Shared Ownership – the Pros and Cons

Dawn Sandoval Business WomanProperty ownership has become increasing more difficult over the last couple of decades and what was once seen as a given by the older generations amongst us now seems like an impossible dream for the eager twenty and thirty somethings who are desperate to become homeowners. With that said many are now exploring other avenues in an attempt to fulfil that dream which is why Shared Ownership opportunities have become increasingly more popular.  Like anything the scheme has both good and bad considerations. For starters you require a much smaller deposit and mortgage than if you bought outright. Being able to buy a larger property than you would otherwise be able to afford.
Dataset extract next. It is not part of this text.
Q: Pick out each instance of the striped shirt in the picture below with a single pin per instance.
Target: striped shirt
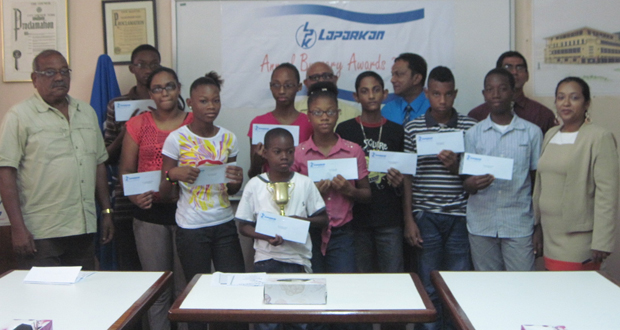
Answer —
(504, 209)
(434, 188)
Avoiding stamp duty if the proportion of the home you are buying is less than the lowest stamp duty threshold and being able to buy more shares until you own the property outright, known as staircasing. But consider also the darker sides of the scheme. For instance, as well as the mortgage, having to pay rent to the housing association and service charges. If you decide to sell, the buyers will need to fit with the shared ownership scheme criteria. And later if you own 100% and wish to sell, the housing association may have first refusal for the first 21 years. Also, if you wish to rent the property there maybe restrictions limiting this. So certainly, it’s worth considering and could potentially be the perfect solution for some, just make sure you do your homework first before making that commitment.